PinCH 4.0 ermöglicht Integration von Wärmespeichern mit offenem Kreislauf
Die neueste Weiterentwicklung von PinCH ermöglicht die systematische Integration solcher Wärmespeicher mit offenem Kreislauf. Mit der Software lässt sich systematisch und eindeutig bestimmen, welche Wärmequellen und Wärmesenken zu berücksichtigen sind, welche Speicherkapazitäten und Speichertemperaturen gewählt werden sollten und ob das Speichersystem wirtschaftlich umsetzbar ist.
Die Software, die jetzt mit neuen Features in der Version 4.0 vorliegt, erlaubt eine rasche Einarbeitung in die Pinch-Methode und ist kostengünstig in der Anwendung. Das Programm unterstützt die Optimierung von kontinuierlichen und diskontinuierlichen Prozessen unter Berücksichtigung aller relevanten Randbedingungen. Die einfache Änderung von Prozessdaten, die Kopplung mehrerer Prozesse und die Untersuchung verschiedener Szenarien ermöglichen umfassende Variantenstudien und Sensitivitätsanalysen. PinCH 4.0 begleitet die Energieoptimierung Schritt für Schritt, veranschaulicht den Ist-Zustand der Anlagen, zeigt die vorhandenen Einsparpotenziale und unterstützt die Erarbeitung von Massnahmen zur Effizienzsteigerung und Dekarbonisierung der Energieversorgung.
Was ist die Pinch-Analyse?
Mit der Pinch-Analyse lässt sich systematisch aufzeigen, wie thermische Energieströme gekoppelt werden müssen, um eine hohe Energieeffizienz bei minimalen Gesamtkosten (bestehend aus Investitions- und Betriebskosten) zu erreichen. Mit den entsprechenden Massnahmen sind in der Praxis Energieeinsparungen von bis zu 40 Prozent möglich. Die Pinch-Analyse dient aber nicht nur der Optimierung bestehender Anlagen, sie ist auch ein wertvolles Instrument bei der Planung neuer Produktions-, Energieversorgungs- und Infrastrukturanlagen.

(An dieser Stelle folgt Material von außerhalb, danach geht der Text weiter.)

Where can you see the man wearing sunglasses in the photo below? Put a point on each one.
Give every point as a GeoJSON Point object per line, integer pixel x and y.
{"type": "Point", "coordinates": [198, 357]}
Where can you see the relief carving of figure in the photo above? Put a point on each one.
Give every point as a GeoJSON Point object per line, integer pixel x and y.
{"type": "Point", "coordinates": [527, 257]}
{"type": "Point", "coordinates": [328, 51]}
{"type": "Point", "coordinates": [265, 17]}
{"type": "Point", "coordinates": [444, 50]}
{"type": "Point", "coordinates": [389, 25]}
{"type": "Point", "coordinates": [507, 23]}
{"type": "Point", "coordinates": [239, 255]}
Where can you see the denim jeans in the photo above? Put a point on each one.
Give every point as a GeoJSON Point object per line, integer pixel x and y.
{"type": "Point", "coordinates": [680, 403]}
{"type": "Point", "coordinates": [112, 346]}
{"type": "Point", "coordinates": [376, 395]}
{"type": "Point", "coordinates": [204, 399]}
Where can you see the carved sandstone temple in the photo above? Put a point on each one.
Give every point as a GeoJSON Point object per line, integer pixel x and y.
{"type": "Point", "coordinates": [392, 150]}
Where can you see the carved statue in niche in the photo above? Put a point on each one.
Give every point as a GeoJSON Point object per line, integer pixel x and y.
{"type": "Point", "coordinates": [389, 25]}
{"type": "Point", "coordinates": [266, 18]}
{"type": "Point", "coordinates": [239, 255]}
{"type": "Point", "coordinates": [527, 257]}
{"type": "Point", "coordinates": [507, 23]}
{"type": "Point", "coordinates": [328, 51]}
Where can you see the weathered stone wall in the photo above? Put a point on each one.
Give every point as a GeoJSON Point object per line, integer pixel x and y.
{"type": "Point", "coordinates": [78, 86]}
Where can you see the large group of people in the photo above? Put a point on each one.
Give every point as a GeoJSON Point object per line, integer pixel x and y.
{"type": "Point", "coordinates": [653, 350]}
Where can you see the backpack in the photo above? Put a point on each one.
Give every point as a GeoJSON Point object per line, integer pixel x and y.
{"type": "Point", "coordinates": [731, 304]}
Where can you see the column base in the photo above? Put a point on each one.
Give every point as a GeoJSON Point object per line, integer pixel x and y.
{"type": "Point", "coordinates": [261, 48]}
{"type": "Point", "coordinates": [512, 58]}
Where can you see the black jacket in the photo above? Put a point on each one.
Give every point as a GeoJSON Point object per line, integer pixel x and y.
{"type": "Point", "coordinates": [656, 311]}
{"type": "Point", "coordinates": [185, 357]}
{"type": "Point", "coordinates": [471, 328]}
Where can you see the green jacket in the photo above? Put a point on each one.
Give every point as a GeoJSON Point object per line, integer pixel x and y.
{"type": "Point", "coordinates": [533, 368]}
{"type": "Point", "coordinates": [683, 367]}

Das Bundesamt für Energie BFE unterstützt Pinch-Analysen in Unternehmen
Die Förderung von Pinch-Analysen ist eine flankierende Massnahme zur Steigerung der Energieeffizienz und zur Senkung der CO2-Emissionen in der Schweizer Industrie. Ziel ist es, bisher unentdecktes Energiesparpotenzial in Produktionsbetrieben zu identifizieren und die Erarbeitung konkreter Massnahmen zu ermöglichen. Als wichtiges Element der Pinch-Förderung durch das BFE wird die Software PinCH mit öffentlichen Geldern unterstützt.
Im Rahmen des Programms «EnergieSchweiz» fördert das BFE gezielt verschiedene Aktivitäten im Bereich Pinch-Analysen. Dazu gehört eine Beteiligung an den Kosten, die für die Durchführung einer Grob- oder detaillierten Pinch-Analyse in Schweizer Unternehmen anfallen.
Ausserdem betreiben das BFE und die HSLU gemeinsam den nationalen PinCH-Stützpunkt. Er bietet umfassende Unterstützung rund um Pinch-Analysen für Industrieunternehmen und Ingenieurbüros an. Zum Angebot gehören Beratungen zur Pinch-Analyse, praxisorientierte Schulungen, massgeschneiderte Firmenkurse, individuelle Coachings, der Vertrieb der Software PinCH sowie die Durchführung von Pinch-Analysen in der Industrie.